The result: a self-improving scientific intelligence that trains on what it actually discovers about the world — real causal relationships from live data, validated by recursive architecture, guided by stigmergic memory.

Nobody has built this before. See CHARTER.md for the full architecture.


The Big Idea

Every other LLM is trained on:

  • What humans wrote on the internet (web scrapes, Wikipedia)
  • Synthetic data generated by another LLM (GPT-4 distillation)
  • Human-curated datasets (expensive, frozen at curation time)

atlas-7b is trained on:

  • What an autonomous science engine actually discovers about the world
  • Real causal relationships extracted from live NASA, WHO, World Bank APIs
  • Validated findings with Bayesian confidence scores and PC/FCI causal inference
  • A corpus that grows every 10 seconds and never contains stale or duplicated information

This is not a better fine-tuning recipe. This is a different paradigm for what training data can be.


Pure Rust — Zero Dependencies

The SQLite principle applied to AI infrastructure.

atlas/
├── Cargo.toml          # workspace root — [dependencies] is empty by design
├── kernels/
│   ├── matmul.cu       # raw CUDA kernel (no cudarc crate)
│   ├── attention.cu    # flash attention from scratch
│   └── quant.cu        # INT4/INT8 quantization
└── crates/
    ├── atlas-core/     # error types, traits, config
    ├── atlas-tensor/   # Tensor + CUDA FFI (the seed of everything)
    ├── atlas-grad/     # autograd tape, backward pass
    ├── atlas-optim/    # AdamW, cosine LR scheduler
    ├── atlas-quant/    # INT4/INT8 quantization, QLoRA
    ├── atlas-model/    # transformer: MultiHeadAttn, FFN, RMSNorm, RoPE
    ├── atlas-tokenize/ # BPE tokenizer (sentencepiece port)
    ├── atlas-palace/   # GraphPalace stigmergic memory: A* search, 5-type pheromones, Active Inference
    ├── atlas-mcp/      # MCP server: 28 palace tools via JSON-RPC 2.0 stdio + connection pool
    ├── atlas-api/      # OpenAI-compatible HTTP endpoint: /v1/chat/completions, SSE streaming
    ├── atlas-trm/      # TRM-CausalValidator (7M params, arXiv:2510.04871)
    ├── atlas-causal/   # PC/FCI causal inference (py-causal port)
    ├── atlas-bayes/    # Bayesian confidence scoring
    ├── atlas-astra/    # ASTRA OODA engine (~8K LOC, full port)
    ├── atlas-corpus/   # LiveDiscoveryCorpus + DeepSupervisionTrainer + quality gates
    ├── atlas-zk/       # ZK Schnorr proofs (asi-build port)
    ├── atlas-http/     # HTTP client via raw libc syscalls
    ├── atlas-json/     # JSON parser from source
    ├── atlas-safety/   # Horn-clause safety constitution, 5-state FSM, CircuitBreaker
    ├── atlas-bridge/   # ZK-attested Rings↔ETH interface (Sepolia-compatible)
    └── atlas-cli/      # CLI: train / discover / eval / prove / mcp / api / bench

21 crates. One coherent system. Zero external Rust dependencies.

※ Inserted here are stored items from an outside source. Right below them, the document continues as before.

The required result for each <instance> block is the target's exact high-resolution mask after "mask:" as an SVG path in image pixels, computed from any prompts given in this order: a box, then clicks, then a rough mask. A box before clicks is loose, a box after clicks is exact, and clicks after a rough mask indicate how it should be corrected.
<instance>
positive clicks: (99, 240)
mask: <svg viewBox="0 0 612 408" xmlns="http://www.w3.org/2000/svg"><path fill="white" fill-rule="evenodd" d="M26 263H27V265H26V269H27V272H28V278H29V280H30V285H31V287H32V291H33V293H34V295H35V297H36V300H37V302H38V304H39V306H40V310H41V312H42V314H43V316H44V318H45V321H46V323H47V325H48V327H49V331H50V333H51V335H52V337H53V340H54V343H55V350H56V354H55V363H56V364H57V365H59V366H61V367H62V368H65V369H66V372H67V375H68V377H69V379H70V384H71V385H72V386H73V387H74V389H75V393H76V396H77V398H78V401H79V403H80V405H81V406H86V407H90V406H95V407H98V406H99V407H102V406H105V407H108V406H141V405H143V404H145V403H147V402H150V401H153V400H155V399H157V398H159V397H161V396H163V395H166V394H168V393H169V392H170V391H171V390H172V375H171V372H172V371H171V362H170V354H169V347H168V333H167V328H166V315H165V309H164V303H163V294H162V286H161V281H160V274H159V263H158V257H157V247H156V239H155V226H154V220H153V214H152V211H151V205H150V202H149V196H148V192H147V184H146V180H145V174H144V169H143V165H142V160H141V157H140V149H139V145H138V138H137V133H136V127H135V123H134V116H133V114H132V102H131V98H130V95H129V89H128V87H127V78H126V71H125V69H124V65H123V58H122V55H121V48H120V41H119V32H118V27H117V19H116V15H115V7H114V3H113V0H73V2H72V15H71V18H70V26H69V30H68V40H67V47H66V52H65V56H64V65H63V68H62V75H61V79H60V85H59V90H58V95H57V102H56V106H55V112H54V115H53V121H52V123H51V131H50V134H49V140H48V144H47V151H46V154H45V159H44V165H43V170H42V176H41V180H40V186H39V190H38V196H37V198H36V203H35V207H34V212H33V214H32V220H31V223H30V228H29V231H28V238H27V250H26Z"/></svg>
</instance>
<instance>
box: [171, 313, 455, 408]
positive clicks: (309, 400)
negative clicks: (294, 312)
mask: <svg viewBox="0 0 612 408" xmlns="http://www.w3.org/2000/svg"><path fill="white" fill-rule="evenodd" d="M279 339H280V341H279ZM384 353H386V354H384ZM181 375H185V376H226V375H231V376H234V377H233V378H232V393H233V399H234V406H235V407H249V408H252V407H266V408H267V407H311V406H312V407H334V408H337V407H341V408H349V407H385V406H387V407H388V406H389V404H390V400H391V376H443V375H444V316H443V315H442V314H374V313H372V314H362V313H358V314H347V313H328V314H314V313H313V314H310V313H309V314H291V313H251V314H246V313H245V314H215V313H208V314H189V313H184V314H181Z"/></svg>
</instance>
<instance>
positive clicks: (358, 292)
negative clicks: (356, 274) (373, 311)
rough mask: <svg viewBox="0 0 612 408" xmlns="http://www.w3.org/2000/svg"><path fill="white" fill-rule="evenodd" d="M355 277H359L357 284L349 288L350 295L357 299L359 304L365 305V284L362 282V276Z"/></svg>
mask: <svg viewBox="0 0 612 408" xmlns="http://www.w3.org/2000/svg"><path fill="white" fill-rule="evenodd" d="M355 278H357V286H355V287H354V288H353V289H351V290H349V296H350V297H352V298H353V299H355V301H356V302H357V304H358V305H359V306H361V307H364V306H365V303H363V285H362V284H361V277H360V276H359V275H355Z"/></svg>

CUDA is called via raw extern "C" FFI from build.rs + .cu kernel files — no cudarc, no tch, no candle. The same approach that makes SQLite trustworthy, applied to GPU compute.

// atlas-tensor/src/lib.rs — the first line of ATLAS
pub struct Tensor {
    data:  Vec<f32>,
    shape: Vec<usize>,
}

Every billion-parameter transformer starts here.


Seven Pillars

  1. GraphPalace Memory — pheromone-weighted persistent knowledge; search_by_embedding(), hot_paths(), deposit_pheromones()
  2. Morphic Warm-Start — O(1/√T) cross-run convergence (proven in BUTTERS, R²=0.982, p<10⁻³⁰)
  3. Stigmergic RLVRr_total = α·r_verifiable + β·r_pheromone; pheromone decay prevents reward hacking
  4. Active Inference Data Gen — palace cold spots direct ASTRA to fill knowledge gaps
  5. ZK Knowledge Claims — Schnorr proof chain from LLM output to raw API data; hallucinations have broken proof trails
  6. LiveDiscoveryCorpus — ASTRA's output as a living training dataset; ~86K quality examples/month
  7. TRM-CausalValidator — 7M-param recursive validator; z = net(x,y,z) × 6 recursions; Quality Gate 6; generates Type 5 training traces

GPU Inference

ATLAS v4.0.0 delivers a fully GPU-resident forward pass — hidden states stay in VRAM between tokens, with pre-pinned weight upload at model load time.

A100-SXM4-40GB Benchmark (sm_80, CUDA 13.0)

Model Params GPU tok/s VRAM Notes
SmolLM2-135M 135M 37.7 507 MiB f32, sm_80
SmolLM2-360M 360M 25.4 ~1.4 GB f32
SmolLM2-1.7B 1.7B 12.6 ~6.5 GB f32, 2.4× over CPU
TinyLlama-1.1B 1.1B 20.9 ~8.4 GB f32
OLMo-3-7B-Think 7B 15.4 ~14 GB BF16 W16A32 (v4.0.7); post-norm + QK-norm fixed, correct output

CUDA Kernel Suite

Kernel What it does
rmsnorm_forward RMSNorm in CUDA — replaces per-token CPU loop
rope_forward RoPE rotation — parallel over heads
silu_mul_forward SwiGLU gate fused — single CUDA pass
atlas_adamw_step AdamW optimizer step entirely on GPU
sgemm_vec Zero-copy matrix×vector; GpuVec activation buffer

CUDA portability: all kernels use rsqrtf() (not __rsqrtf()) for cross-platform compatibility.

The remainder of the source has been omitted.